Nel 1961 Hannah Arendt andò a seguire a Gerusalemme come corrispondente del The New Yorker il processo contro Adolf Eichmann (uno dei comandanti delle SS responsabili dell’organizzazione della cosiddetta “soluzione finale”,) e scrisse per la prima volta della «banalità del male». Ne ricavò poi un libro uscito negli Stati Uniti nel 1963 e in Italia nel 1964, pubblicato da Feltrinelli, La banalità del male. Eichmann a Gerusalemme, che scatenò polemiche violentissime. Sono passati 60 anni da quel libro che, insieme agli altri scritti della Arendt, rappresenta uno dei pilastri del pensiero del Ventesimo secolo, con ancora una grande attualità.

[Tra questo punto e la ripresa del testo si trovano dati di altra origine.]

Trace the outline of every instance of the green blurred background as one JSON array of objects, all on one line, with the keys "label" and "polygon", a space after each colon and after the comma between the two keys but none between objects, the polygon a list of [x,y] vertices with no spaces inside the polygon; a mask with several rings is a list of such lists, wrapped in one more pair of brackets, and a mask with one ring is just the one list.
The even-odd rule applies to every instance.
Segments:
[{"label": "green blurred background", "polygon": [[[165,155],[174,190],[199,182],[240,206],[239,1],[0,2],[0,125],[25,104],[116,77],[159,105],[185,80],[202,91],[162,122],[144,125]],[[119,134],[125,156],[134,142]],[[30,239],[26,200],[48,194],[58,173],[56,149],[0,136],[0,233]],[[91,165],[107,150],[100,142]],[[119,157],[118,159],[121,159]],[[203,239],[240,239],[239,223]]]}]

Una persona può fare del male senza essere malvagia?
Era questa la domanda ultima che si poneva Hannah Arendt nel suo saggio La banalità del male, considerato oggi una delle pietre miliari della Storia del pensiero del Novecento, scritto a partire dal processo in Israele contro il gerarca nazista Adolf Eichmann: uno dei comandanti delle SS responsabili dell’organizzazione della cosiddetta “soluzione finale” per l’eliminazione degli ebrei. Ad Alphaville ne abbiamo parlato con la filosofa politica Simona Forti, docente alla Normale di Pisa, autrice del libro I nuovi demoni. Ripensare oggi male e potere, partendo dall’elaborazione di Arendt per arrivare fino ai nostri giorni.